MPs should examine facts on euthanasia, rather than crystal balls

Stuff co.nz 10 January 2019
Family First Comment: Excellent analysis of the euthanasia issue…
“Vulnerable people are at an unacceptable risk of wrongful death under laws such as these.”
www.Protect.org.nz

OPINION“Prediction is very difficult, especially if it’s about the future,” said the Nobel Prize-winning physicist Niels Bohr. Maryan Street should have heeded this tongue-in-cheek warning when she forecast that the End of Life Choice Bill would become law this year. Prediction is always hard, but it’s near impossible when it’s based on the kind of partial information found in her article.

The stakes are high with this bill, which would legalise euthanasia and assisted suicide, and the public and the MPs who will be voting on it need much better information than Street provided. So let’s look at some of the key issues that MPs might consider.

First, they’re likely to look overseas and see that laws like these are rejected more often than they pass, because most lawmakers look at the evidence and decide these practices are just too risky. Street tells us that Victoria passed an assisted dying law in 2017, but not that similar laws were rejected by South Australia in 2016, Tasmania in 2017, New South Wales in 2017, and the Northern Territories in 2018.

Second, MPs will probably look at the “Sponsor’s Report” on the bill, by ACT leader David Seymour. He suggests limiting the bill to cover terminal illness only, and making it conditional on a public referendum. But it is wrong and misleading to say, as Street does, that his report is “making some critical amendments”, as though these proposals have been accepted.
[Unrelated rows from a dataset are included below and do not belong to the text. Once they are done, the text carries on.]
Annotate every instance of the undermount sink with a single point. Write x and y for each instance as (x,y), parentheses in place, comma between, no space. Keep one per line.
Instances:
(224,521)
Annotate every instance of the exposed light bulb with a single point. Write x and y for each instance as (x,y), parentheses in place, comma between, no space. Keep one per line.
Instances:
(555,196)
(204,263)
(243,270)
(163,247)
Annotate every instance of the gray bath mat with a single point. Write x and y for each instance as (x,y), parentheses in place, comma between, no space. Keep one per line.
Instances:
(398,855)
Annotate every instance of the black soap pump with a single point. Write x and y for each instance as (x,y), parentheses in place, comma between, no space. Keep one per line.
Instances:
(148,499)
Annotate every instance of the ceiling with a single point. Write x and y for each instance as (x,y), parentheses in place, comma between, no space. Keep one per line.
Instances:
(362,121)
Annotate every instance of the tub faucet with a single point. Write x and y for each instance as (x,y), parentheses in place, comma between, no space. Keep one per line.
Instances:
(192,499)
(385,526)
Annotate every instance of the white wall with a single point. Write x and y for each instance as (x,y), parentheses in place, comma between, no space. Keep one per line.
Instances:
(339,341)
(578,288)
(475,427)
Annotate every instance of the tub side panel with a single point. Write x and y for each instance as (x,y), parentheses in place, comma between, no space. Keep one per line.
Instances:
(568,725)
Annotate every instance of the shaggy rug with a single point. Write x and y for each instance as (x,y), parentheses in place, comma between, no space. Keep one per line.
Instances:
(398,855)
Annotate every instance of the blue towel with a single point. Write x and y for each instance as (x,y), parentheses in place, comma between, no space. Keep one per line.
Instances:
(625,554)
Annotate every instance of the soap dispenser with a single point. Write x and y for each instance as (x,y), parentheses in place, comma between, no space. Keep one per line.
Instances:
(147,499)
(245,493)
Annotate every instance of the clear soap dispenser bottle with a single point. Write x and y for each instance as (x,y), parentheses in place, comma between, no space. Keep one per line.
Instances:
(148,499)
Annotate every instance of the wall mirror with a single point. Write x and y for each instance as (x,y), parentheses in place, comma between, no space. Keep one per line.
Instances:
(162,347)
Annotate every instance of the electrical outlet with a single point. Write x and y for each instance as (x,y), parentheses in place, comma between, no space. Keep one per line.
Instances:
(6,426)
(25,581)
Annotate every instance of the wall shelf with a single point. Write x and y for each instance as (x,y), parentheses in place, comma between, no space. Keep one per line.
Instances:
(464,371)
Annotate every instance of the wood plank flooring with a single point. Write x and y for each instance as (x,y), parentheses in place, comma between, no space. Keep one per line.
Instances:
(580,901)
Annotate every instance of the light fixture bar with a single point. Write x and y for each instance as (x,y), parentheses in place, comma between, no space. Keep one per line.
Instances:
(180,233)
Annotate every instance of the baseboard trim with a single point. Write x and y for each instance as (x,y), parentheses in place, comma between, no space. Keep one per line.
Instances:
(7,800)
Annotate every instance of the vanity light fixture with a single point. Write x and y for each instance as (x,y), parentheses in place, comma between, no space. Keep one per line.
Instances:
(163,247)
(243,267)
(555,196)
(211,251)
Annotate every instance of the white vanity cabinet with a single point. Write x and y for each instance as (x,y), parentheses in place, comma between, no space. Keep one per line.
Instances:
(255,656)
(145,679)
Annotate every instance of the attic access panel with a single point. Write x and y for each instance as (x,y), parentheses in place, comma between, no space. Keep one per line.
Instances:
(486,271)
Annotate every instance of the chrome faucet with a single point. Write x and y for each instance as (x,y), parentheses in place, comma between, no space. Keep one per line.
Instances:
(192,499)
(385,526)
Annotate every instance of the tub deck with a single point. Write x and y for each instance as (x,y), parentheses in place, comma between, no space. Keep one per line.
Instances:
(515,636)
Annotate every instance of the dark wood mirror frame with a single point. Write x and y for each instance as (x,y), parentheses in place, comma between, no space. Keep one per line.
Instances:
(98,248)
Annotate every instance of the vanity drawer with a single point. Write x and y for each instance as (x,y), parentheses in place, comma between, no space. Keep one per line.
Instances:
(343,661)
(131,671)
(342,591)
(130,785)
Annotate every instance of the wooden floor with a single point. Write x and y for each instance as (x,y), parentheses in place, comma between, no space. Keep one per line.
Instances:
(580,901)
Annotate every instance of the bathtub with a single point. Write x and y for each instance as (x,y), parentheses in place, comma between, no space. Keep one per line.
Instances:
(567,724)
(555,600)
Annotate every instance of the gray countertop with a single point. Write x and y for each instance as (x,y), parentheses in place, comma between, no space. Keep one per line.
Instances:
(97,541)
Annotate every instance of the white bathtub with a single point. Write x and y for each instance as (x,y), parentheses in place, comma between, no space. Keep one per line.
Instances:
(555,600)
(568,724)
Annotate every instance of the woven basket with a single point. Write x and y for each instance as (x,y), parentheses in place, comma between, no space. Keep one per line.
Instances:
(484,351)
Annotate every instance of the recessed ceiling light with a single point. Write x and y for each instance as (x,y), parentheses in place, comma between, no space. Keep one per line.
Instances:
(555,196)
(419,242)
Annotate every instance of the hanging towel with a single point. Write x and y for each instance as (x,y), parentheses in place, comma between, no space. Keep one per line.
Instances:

They are simply Seymour’s ideas; only Parliament can change the bill now.

Third, MPs will be looking at how similar laws have worked overseas. For example, in Oregon, which legalised assisted suicide for terminal illness, 55 per cent of patients accessing assisted suicide said one of their reasons was fear “of being a burden on family, friends and caregivers”. This number has been rising steadily over the years, and it should be a concern for a law that is supposed to be based on free choice.

This kind of law can also expand. In Belgium, euthanasia was originally limited to adults, but was extended to children in 2014, although with some limitations. The numbers accessing assisted suicide have also grown steadily in places such as Washington state, with 196 deaths in 2017 compared with 64 in 2009. Street herself notes how disappointed she will be if “grievous and irremediable” medical conditions are no longer eligible for euthanasia and assisted suicide, and if a limited version of the bill is passed it would be surprising if pro-euthanasia campaigners didn’t try to expand the eligibility criteria in future.

There’s much more detail about the evidence, and analysis of the bill, in our submission; in summary, it shows that vulnerable people are at an unacceptable risk of wrongful death under laws such as these.

Lastly, MPs will probably ask themselves what voters think, and realise there is significant public opposition to the bill. While Street mentions that more than 35,000 people made written submissions on the bill, she doesn’t mention reports suggesting that the vast majority of submitters opposed the bill; unofficial estimates put it as high as 90 per cent.

While opinion polls consistently find that a majority of the public supports euthanasia and assisted suicide, it’s odd not to mention submitters’ opposition, especially as submitters have specifically considered this bill and have probably thought about the issue more deeply than someone put on the spot by a polling company’s random call.

It’s only human for our predictions to be coloured by our desires and, as president of the End-of-Life Choice Society (formerly the Voluntary Euthanasia Society), it’s perhaps not surprising that Street’s crystal ball appears to have given her the answer she wanted. But legalising euthanasia and assisted suicide is one of the most consequential issues that Parliament will consider this year, and a bit less crystal ball-gazing and a bit more attention to the facts would do us all a favour.

* Alex Penk is chief executive of the Maxim Institute, an independent research and policy think tank.